India, as the world’s largest importer of edible oil, could strategically benefit from the U.S.’s significant surplus of genetically modified (GM) soybean.
However, since GM products are banned in India and currently under judicial review, the paper recommends a workaround. It proposes importing GM soybean oil or GM soybean seeds for processing in coastal regions. The extracted oil can be used to meet domestic demand, while the by-product—soybean meal, for which there is strong international demand—can be exported. This strategy ensures that GM content does not enter India’s livestock feed supply and also shields domestic farmers from direct competition.
These selective imports could help India effectively utilize its US$ 18 billion edible oil import budget to reduce the agricultural trade deficit with the U.S., discourage retaliatory tariffs, and unlock new export avenues for Indian agricultural products in the U.S. market.
The paper also suggests the possibility of reducing tariffs on certain agricultural imports where local production is minimal or non-competitive due to quality or seasonal differences. For example, U.S. apples, which enjoy premium pricing in Indian markets because of their superior quality, longer shelf life, and off-season availability, are unlikely to harm domestic producers if tariffs are moderately lowered.
Similarly, the paper supports importing U.S. corn for ethanol production, as it is cost-effective and aligns with India’s biofuel goals. The by-product, Distiller’s Dried Grains with Solubles (DDGS), can be exported, preventing any GM feed from entering the Indian agricultural system and ensuring local food and feed markets remain unaffected.
A critical issue highlighted in the paper is the wide yield gap in key crops such as soybean and maize. Due to limited access to advanced farming technologies, India’s average soybean yield remains around 1 tonne per hectare—well below the U.S. average of 3.4 tonnes. Similarly, Indian maize yields average 3.5 tonnes per hectare, compared to 11.1 tonnes per hectare in the U.S. The paper argues that bridging this gap is essential for improving India’s agricultural productivity and global competitiveness.

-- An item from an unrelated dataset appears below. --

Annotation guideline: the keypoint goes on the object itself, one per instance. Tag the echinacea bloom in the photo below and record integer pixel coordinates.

To address these challenges, the paper calls for medium-term structural reforms in Indian agriculture. These include the adoption of advanced technologies, investment in logistics and infrastructure, development of efficient and competitive value chains, greater private sector participation, and active engagement of state governments in implementing agricultural reforms.
The paper suggests using non-tariff measures, such as enforcing sanitary and phytosanitary (SPS) standards, to protect vulnerable sectors like dairy and poultry. It points out that frequent disease outbreaks, such as avian influenza in the U.S. poultry industry, give India a justified basis to apply SPS regulations as a safeguard in trade agreements.

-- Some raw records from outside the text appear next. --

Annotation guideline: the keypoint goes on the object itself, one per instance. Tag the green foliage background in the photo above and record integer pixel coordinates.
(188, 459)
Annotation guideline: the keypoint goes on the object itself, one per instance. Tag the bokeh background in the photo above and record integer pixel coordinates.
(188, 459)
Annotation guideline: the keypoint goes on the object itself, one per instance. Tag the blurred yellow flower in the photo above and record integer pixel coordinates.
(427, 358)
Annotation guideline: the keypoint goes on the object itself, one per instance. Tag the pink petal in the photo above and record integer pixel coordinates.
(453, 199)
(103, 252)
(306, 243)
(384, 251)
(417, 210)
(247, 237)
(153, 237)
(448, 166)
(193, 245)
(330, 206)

In addition to managing imports, the paper also emphasizes opportunities for expanding Indian agricultural exports. It highlights the recent success of Amul milk being sold in the U.S. as an example of how Indian dairy products can gain a foothold in international markets through improved quality and competitiveness.
Furthermore, the paper recommends allowing imports of products that do not compete directly with domestic agriculture, such as pistachios, almonds, and off-season apples, which pose little risk to Indian farmers due to differences in quality grades, growing seasons or consumer segments.
The paper underlines that India has traditionally maintained a surplus in agricultural trade with the United States. To build on this advantage and enhance export performance, the paper emphasizes the need for India to secure broader market access for its agricultural goods in the years ahead.